Is Euclidean distance calculated using the original embeddings or the UMAP projections?
Inside of the Arize platform, Euclidean distance is calculated using the embeddings that were sent, not the UMAP projections. The UMAP is used for visualization purposes and projecting into a 2D, or 3D space.
Why Euclidean distance?
Euclidean distance identified movements of embeddings across many use cases in testing. There will be support for more metrics like cosine similarity for instance as the ecosystem develops.
What use cases can this apply to?
Any use cases where embeddings or the ability to extract embeddings can be used. This includes computer vision, natural language processing, deep learning, hierarchical embedding use cases, for example.
UMAP was chosen to visualize and understand large, high dimensional datasets, as it maintains global structures and it scales better than other dimension reduction techniques (SNE, T-SNE).

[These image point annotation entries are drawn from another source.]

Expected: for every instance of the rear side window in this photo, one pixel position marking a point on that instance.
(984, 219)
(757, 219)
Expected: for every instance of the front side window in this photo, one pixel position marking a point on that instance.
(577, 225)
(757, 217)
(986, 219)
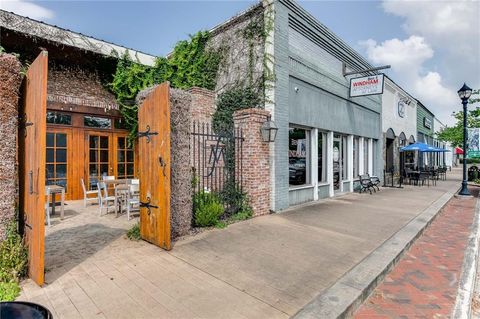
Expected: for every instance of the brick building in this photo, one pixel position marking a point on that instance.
(85, 135)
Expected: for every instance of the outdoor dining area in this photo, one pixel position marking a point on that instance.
(424, 173)
(110, 194)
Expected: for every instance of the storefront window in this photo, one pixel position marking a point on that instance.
(344, 158)
(365, 155)
(98, 122)
(355, 157)
(322, 157)
(59, 118)
(298, 156)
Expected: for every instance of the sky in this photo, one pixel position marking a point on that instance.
(433, 46)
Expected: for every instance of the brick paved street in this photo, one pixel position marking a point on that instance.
(425, 281)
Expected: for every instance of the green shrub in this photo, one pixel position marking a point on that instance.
(13, 263)
(9, 291)
(134, 232)
(208, 209)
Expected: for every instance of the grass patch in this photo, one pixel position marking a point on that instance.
(13, 263)
(134, 232)
(9, 291)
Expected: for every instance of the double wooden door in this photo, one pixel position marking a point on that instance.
(76, 153)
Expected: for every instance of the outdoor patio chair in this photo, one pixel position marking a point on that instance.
(366, 184)
(86, 194)
(375, 181)
(104, 199)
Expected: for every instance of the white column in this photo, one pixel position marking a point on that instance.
(330, 163)
(370, 156)
(350, 161)
(314, 162)
(361, 156)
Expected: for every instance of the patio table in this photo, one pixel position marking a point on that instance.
(52, 190)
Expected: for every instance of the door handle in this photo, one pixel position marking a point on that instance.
(30, 182)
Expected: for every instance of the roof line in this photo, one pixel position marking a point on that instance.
(3, 12)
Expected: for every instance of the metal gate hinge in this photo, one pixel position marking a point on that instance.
(147, 205)
(146, 134)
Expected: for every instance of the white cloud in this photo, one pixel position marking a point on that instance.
(441, 52)
(27, 9)
(407, 58)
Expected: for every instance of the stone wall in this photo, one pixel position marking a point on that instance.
(10, 80)
(181, 197)
(255, 159)
(203, 105)
(181, 175)
(235, 70)
(78, 86)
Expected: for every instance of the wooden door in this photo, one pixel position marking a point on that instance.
(32, 137)
(123, 157)
(154, 166)
(59, 164)
(98, 146)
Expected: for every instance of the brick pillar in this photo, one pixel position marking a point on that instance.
(255, 159)
(10, 79)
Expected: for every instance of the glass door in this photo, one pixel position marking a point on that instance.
(57, 159)
(99, 157)
(125, 164)
(337, 162)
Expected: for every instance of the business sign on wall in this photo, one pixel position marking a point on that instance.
(427, 123)
(366, 85)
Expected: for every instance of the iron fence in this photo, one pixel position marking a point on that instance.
(216, 159)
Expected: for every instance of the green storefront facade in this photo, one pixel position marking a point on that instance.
(425, 129)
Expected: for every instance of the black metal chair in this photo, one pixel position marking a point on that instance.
(375, 181)
(366, 184)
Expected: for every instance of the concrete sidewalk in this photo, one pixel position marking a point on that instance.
(269, 266)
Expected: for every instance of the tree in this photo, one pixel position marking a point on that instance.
(454, 134)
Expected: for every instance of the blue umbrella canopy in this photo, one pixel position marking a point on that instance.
(421, 147)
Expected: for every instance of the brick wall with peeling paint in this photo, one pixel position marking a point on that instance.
(10, 80)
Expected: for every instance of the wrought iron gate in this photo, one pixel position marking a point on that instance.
(216, 159)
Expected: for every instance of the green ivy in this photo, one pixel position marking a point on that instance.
(13, 263)
(190, 64)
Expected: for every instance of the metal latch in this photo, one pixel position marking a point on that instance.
(147, 205)
(146, 134)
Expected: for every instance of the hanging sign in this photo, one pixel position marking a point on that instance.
(366, 85)
(473, 146)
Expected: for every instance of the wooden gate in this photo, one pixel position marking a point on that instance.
(154, 166)
(31, 140)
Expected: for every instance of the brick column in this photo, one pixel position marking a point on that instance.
(255, 159)
(10, 79)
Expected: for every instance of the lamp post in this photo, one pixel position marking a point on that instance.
(464, 94)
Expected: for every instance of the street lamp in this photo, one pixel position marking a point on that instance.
(464, 94)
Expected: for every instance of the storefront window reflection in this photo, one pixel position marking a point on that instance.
(322, 156)
(355, 157)
(298, 156)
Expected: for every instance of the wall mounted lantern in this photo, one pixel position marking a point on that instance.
(269, 130)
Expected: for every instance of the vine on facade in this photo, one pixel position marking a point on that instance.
(190, 64)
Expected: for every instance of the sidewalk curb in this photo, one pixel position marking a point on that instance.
(462, 308)
(344, 297)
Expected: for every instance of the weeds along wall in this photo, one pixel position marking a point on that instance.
(10, 81)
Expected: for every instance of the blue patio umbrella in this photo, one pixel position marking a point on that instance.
(420, 147)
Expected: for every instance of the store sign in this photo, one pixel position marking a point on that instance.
(366, 85)
(427, 123)
(401, 109)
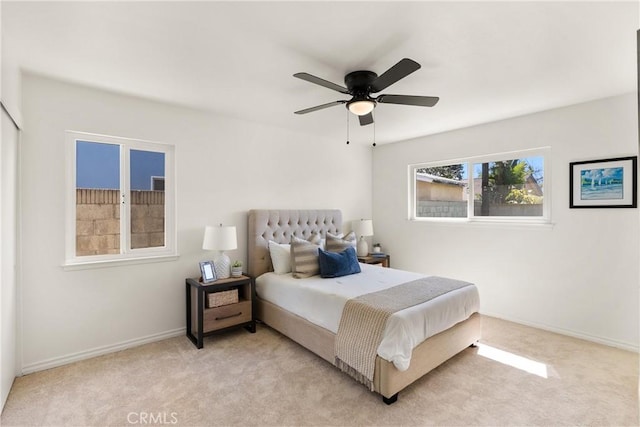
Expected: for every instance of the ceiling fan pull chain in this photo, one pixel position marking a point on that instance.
(347, 127)
(374, 130)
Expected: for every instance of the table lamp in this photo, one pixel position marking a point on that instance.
(362, 228)
(220, 238)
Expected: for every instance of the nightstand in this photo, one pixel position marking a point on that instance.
(204, 314)
(384, 261)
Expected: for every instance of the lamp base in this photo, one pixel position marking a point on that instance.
(222, 265)
(363, 247)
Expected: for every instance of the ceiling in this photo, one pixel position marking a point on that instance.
(485, 60)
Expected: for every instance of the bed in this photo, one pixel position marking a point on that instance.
(279, 226)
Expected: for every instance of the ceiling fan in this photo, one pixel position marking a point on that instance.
(361, 84)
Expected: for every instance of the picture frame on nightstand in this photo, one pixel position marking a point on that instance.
(208, 272)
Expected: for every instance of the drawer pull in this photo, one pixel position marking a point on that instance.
(228, 317)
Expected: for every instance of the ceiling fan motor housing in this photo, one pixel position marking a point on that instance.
(359, 82)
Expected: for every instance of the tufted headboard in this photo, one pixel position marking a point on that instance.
(279, 226)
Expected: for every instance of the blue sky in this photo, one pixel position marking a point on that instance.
(98, 166)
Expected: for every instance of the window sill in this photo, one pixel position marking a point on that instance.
(488, 223)
(86, 265)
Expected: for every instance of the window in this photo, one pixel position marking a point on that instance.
(508, 187)
(120, 199)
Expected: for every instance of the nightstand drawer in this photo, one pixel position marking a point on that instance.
(227, 315)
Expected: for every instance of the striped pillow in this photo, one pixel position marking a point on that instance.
(337, 244)
(304, 258)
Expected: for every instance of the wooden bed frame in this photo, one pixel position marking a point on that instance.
(279, 226)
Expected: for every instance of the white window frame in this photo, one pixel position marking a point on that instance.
(544, 152)
(126, 255)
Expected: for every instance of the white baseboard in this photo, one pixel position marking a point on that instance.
(580, 335)
(99, 351)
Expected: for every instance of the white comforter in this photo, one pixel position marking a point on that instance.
(321, 301)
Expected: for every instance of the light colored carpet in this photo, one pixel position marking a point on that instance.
(242, 379)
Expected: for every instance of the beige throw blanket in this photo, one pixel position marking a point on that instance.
(364, 319)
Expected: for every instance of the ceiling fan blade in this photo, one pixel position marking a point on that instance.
(399, 71)
(322, 82)
(420, 101)
(367, 119)
(319, 107)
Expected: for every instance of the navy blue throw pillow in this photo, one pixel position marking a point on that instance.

The founder and creator of UMAP, Dr. Leland McInnes, Researcher at the Tutte Institute for Mathematics and Computing is an advisor at Arize, and in conjunction, helping to develop capabilities in the space.
How do you generate the embeddings?
There are many ways to extract embeddings
Some of these methods include:
Transform unstructured data into embeddings using pre trained embedding models such as BERT or word2Vec, as an example
Simple linear dimensionality reduction models such as SVD or PCA to create embeddings
Extracting the last few layers a NN model as embeddings
Extraction of the last few layers to generate embeddings to a DNN Model
You can set a euclidean distance monitor using the UI or through our Monitors API. By creating a monitor and selecting the embeddings feature of interest, we can track and monitor our embeddings for drift.